Yep, I'm a noob and reading, I think you have the right idea. *E*verything ever in ports should be available in a CVS repository.

Randy


----------



## UNIXgod (Feb 14, 2012)

randyd said:
			
		

> OK I looked at the portdowngrade docs, looks like a great solution.
> 
> But I am still kind of stuck on how to point it or CVS to the attic subdirectory.
> 
> ...



There are instructions on building the software in the README file in Dore-6.01 folder.


----------



## wblock@ (Feb 14, 2012)

randyd said:
			
		

> OK I looked at the portdowngrade docs, looks like a great solution.
> 
> But I am still kind of stuck on how to point it or CVS to the attic subdirectory.
> 
> ...



Install ports-mgmt/portdowngrade like any other port.  Follow the instructions it shows to give it a default anoncvs server.  When you run it, it will show a list of available revisions of a port that can be checked out.  The first one on that list should be the most recent.  I haven't tested this with a removed port, but still expect it to work.
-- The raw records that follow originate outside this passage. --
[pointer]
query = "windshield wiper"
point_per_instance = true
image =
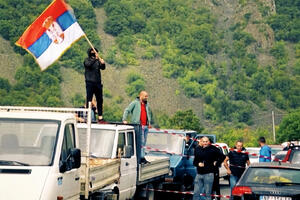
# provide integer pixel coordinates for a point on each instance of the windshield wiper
(285, 183)
(12, 162)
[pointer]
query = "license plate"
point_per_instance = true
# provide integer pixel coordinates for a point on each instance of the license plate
(274, 198)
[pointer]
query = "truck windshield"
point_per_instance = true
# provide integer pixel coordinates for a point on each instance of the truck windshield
(171, 143)
(102, 141)
(27, 142)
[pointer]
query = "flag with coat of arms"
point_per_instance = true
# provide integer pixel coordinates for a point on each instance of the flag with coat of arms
(51, 34)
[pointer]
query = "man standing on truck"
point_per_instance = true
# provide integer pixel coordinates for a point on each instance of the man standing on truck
(238, 161)
(205, 160)
(265, 150)
(140, 114)
(93, 64)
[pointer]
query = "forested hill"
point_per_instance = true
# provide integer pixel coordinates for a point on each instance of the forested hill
(217, 61)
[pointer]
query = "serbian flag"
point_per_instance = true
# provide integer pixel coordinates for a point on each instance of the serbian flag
(51, 34)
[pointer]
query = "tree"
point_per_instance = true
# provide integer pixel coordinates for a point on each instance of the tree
(289, 128)
(186, 120)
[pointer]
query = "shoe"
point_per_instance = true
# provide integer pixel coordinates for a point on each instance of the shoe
(144, 161)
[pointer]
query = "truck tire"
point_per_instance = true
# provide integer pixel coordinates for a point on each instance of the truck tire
(150, 193)
(144, 193)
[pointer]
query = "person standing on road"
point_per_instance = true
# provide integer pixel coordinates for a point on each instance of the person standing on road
(140, 114)
(93, 64)
(216, 183)
(265, 151)
(205, 160)
(238, 161)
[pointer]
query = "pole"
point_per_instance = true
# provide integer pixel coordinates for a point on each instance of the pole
(87, 39)
(87, 158)
(273, 124)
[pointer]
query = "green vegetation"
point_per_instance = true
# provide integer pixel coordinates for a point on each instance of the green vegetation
(182, 119)
(135, 85)
(289, 129)
(286, 22)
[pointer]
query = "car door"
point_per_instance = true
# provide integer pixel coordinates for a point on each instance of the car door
(68, 180)
(128, 165)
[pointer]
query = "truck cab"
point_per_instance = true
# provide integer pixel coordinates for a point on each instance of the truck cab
(39, 158)
(118, 141)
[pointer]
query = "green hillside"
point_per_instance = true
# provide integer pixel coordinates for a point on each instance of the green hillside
(230, 63)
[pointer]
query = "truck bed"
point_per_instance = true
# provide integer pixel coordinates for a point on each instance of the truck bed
(102, 172)
(157, 167)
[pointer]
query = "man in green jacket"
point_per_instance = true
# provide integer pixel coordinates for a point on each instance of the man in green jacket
(140, 114)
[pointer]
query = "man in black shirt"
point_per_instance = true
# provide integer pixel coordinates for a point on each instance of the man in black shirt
(238, 160)
(206, 158)
(93, 64)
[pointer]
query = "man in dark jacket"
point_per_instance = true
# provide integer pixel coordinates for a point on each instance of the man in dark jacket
(93, 64)
(206, 158)
(238, 160)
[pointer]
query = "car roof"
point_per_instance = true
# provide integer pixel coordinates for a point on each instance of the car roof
(37, 115)
(275, 165)
(106, 126)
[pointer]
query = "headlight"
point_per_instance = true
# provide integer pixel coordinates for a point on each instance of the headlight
(170, 172)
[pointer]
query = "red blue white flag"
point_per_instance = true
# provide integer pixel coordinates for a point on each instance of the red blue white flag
(51, 34)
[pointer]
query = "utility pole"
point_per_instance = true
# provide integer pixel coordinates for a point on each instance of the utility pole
(273, 123)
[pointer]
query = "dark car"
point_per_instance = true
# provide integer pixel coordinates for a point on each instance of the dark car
(293, 155)
(269, 181)
(280, 156)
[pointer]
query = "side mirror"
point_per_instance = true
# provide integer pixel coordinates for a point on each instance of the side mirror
(127, 152)
(72, 161)
(75, 155)
(62, 166)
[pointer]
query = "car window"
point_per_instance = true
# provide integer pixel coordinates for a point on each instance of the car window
(296, 157)
(130, 142)
(121, 144)
(271, 175)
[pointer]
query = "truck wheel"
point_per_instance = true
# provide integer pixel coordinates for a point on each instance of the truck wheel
(150, 193)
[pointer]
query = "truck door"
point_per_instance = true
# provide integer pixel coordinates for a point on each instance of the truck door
(68, 180)
(128, 164)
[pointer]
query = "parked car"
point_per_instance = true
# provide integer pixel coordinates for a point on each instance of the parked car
(293, 155)
(225, 150)
(268, 181)
(280, 156)
(253, 154)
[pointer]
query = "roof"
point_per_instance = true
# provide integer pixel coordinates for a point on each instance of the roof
(37, 115)
(106, 126)
(276, 165)
(153, 130)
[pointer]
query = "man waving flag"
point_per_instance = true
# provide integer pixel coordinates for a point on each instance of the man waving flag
(51, 34)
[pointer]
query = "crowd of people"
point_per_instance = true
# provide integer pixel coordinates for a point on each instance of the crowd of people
(208, 158)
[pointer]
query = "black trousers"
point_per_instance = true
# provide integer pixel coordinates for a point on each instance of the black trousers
(216, 185)
(91, 89)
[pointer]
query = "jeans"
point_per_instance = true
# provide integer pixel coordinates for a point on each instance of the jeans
(203, 185)
(144, 135)
(91, 89)
(233, 180)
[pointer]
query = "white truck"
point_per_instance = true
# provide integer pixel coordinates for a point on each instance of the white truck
(117, 141)
(40, 157)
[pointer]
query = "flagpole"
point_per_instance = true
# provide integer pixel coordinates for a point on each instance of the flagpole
(91, 45)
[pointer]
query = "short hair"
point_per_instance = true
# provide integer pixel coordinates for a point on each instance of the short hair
(262, 139)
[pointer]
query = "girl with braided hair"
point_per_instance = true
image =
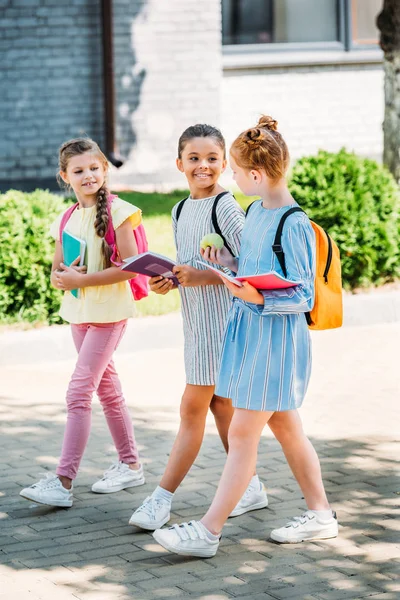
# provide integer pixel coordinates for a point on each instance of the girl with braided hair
(98, 318)
(265, 360)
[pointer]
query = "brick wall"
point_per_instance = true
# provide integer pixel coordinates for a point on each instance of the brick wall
(168, 75)
(51, 84)
(322, 107)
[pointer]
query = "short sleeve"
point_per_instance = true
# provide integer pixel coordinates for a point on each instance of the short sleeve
(54, 229)
(230, 218)
(122, 210)
(175, 221)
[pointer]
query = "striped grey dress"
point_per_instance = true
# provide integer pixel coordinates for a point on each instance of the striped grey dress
(204, 308)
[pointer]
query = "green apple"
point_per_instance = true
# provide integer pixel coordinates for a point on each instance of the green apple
(212, 239)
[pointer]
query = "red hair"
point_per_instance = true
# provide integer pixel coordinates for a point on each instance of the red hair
(262, 148)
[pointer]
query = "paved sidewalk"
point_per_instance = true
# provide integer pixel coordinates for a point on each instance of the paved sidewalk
(88, 552)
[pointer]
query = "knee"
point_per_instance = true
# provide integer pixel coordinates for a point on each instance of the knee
(221, 407)
(191, 412)
(285, 435)
(240, 437)
(79, 396)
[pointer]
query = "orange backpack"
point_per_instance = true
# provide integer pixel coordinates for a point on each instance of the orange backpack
(327, 312)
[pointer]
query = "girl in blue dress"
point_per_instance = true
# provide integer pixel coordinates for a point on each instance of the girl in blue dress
(266, 355)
If that doesn't work, just download the files from the Attic manually.  Make a directory for the port in the ports tree, and build/install like a normal port.  Or fix it if it doesn't build and install.


----------



## randyd (Feb 15, 2012)

*Thanks wblock, path is my problem*

Your post was great, I dug in and got portdowngrade to work with a known good port:
I had not set DEFAULT_CVS_SERVER as a make argument, and now can get to a repository.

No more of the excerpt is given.